Si les femmes ont beaucoup souffert durant le génocide des Tutsi perpétré par les Hutu au Rwanda, du 7 avril 1994 au 17 juillet 1994, les enfants nés de viols (plus de 500), en subissent encore les blessures intergénérationnelles, vingt-cinq ans plus tard. 

Le génocide rwandais aura fait 800 000 victimes, en majorité Tutsi.
Vestine en est une. À 20 ans, elle a subi une série de viols, acte considéré aujourd’hui comme arme de guerre, ainsi que de nombreuses mutilations. De ce viol est née Ancile, jeune femme qui a aujourd’hui 25 ans. Selon un proverbe rwandais, “même si une vache met bas un veau pourri, elle le lèche”, explique Vestine. Elle ne pouvait donc pas avorter ou abandonner cet enfant, né de l’ennemi. Mais comment tisser une relation entre mère et fille ? Les rapports ont alors été difficiles, jusqu’à ce qu’Ancile découvre la vérité à l’âge de 10 ans. 

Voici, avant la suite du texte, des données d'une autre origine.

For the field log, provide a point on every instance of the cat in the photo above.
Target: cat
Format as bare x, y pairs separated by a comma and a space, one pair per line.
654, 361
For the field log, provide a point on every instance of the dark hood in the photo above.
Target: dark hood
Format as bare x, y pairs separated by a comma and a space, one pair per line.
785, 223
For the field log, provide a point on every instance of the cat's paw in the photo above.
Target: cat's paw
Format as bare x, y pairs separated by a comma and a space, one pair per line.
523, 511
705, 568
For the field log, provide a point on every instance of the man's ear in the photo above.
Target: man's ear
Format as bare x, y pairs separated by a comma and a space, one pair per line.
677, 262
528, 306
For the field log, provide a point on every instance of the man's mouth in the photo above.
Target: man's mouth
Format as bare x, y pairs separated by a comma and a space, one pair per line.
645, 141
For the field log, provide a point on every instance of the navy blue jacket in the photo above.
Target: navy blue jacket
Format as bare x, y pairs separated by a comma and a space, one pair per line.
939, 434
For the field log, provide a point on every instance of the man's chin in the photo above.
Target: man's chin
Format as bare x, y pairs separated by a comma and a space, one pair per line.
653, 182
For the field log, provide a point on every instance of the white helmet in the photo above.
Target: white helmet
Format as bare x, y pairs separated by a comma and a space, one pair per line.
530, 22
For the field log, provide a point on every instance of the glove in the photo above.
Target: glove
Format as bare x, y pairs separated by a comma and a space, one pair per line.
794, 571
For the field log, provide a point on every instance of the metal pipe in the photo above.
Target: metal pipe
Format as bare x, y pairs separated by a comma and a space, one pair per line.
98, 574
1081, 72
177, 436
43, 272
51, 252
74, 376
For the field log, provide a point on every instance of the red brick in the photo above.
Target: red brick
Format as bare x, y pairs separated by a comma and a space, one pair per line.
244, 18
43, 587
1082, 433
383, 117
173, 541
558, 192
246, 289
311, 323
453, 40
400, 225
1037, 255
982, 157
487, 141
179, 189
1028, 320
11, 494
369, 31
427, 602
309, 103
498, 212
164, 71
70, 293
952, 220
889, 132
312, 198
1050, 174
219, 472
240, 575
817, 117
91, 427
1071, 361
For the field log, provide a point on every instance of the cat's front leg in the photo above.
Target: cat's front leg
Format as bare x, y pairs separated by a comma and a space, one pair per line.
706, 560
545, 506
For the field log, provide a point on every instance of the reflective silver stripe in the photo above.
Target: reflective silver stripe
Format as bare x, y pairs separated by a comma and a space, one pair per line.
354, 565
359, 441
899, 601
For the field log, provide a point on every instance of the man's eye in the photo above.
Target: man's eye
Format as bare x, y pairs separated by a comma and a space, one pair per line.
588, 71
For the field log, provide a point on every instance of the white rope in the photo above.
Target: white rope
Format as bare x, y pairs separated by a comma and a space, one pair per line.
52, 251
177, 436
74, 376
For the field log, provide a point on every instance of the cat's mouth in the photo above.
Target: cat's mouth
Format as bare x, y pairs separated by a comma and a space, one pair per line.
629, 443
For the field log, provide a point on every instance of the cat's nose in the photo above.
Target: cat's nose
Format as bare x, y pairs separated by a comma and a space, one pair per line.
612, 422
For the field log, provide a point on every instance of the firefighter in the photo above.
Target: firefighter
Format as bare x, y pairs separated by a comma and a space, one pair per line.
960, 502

Tiraillée entre les “insultes de sa mère contre son père voisin”, et vice versa, et “rejetée par les deux familles”, elle est alors éprise d’une forte violence et bat sa mère. 

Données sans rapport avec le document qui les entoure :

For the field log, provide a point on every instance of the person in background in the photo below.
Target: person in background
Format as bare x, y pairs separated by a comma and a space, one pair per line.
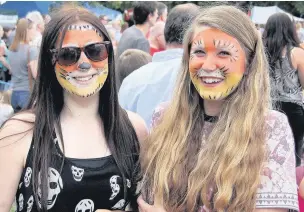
9, 34
144, 15
46, 18
153, 83
38, 24
300, 183
124, 26
300, 32
22, 57
218, 145
6, 110
162, 12
157, 38
73, 148
4, 65
7, 31
286, 73
129, 61
116, 25
104, 19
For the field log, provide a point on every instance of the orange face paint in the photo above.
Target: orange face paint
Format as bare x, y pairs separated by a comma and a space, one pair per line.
217, 63
82, 82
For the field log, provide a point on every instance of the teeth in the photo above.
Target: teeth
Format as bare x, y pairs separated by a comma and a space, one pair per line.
83, 78
211, 80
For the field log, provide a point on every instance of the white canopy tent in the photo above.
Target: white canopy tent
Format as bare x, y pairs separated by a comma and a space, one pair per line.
260, 15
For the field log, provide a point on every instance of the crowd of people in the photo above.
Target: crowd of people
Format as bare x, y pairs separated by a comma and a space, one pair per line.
187, 110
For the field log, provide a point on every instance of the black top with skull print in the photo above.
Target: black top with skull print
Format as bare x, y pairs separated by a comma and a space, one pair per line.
84, 185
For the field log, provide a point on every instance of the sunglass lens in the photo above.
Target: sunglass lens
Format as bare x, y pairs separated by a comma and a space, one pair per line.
68, 56
96, 52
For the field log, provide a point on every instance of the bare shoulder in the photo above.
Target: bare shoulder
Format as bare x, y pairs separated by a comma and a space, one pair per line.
18, 129
139, 125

Vestine et sa fille rejoignent alors l’organisation SEVOTA (en français : Solidarité pour l’épanouissement des veuves et des orphelins), crée par Godelieve Mukasarasi, juste après le génocide, en octobre 1994, afin de soutenir les femmes veuves et les orphelins. 

Mère et fille apprennent alors à s’accepter et à s’aimer. À SEVOTA, l’accent est mis sur le dialogue, des ateliers, le tipping (sorte de points de pression exercés sur le corps favorisant la relaxation). 

Ancile occupe aujourd’hui la première place dans le coeur de sa mère, et a pu faire une formation dans l’hôtellerie, se marier et être mère à son tour. “Ce sont des enfants comme les autres” explique Godelieve, la directrice de l’organisme, “ce sont de beaux enfants”. 

Vestine est aujourd’hui responsable d’un groupe de survivantes et témoigne pour que la parole se libère, une parole qui peut encore surprendre ou déranger : “Le viol m’a sauvée, sinon je serais morte” témoigne-t-elle, “ la guérison continue et à  mon tour je peux restituer aux autre ce que j’ai appris”.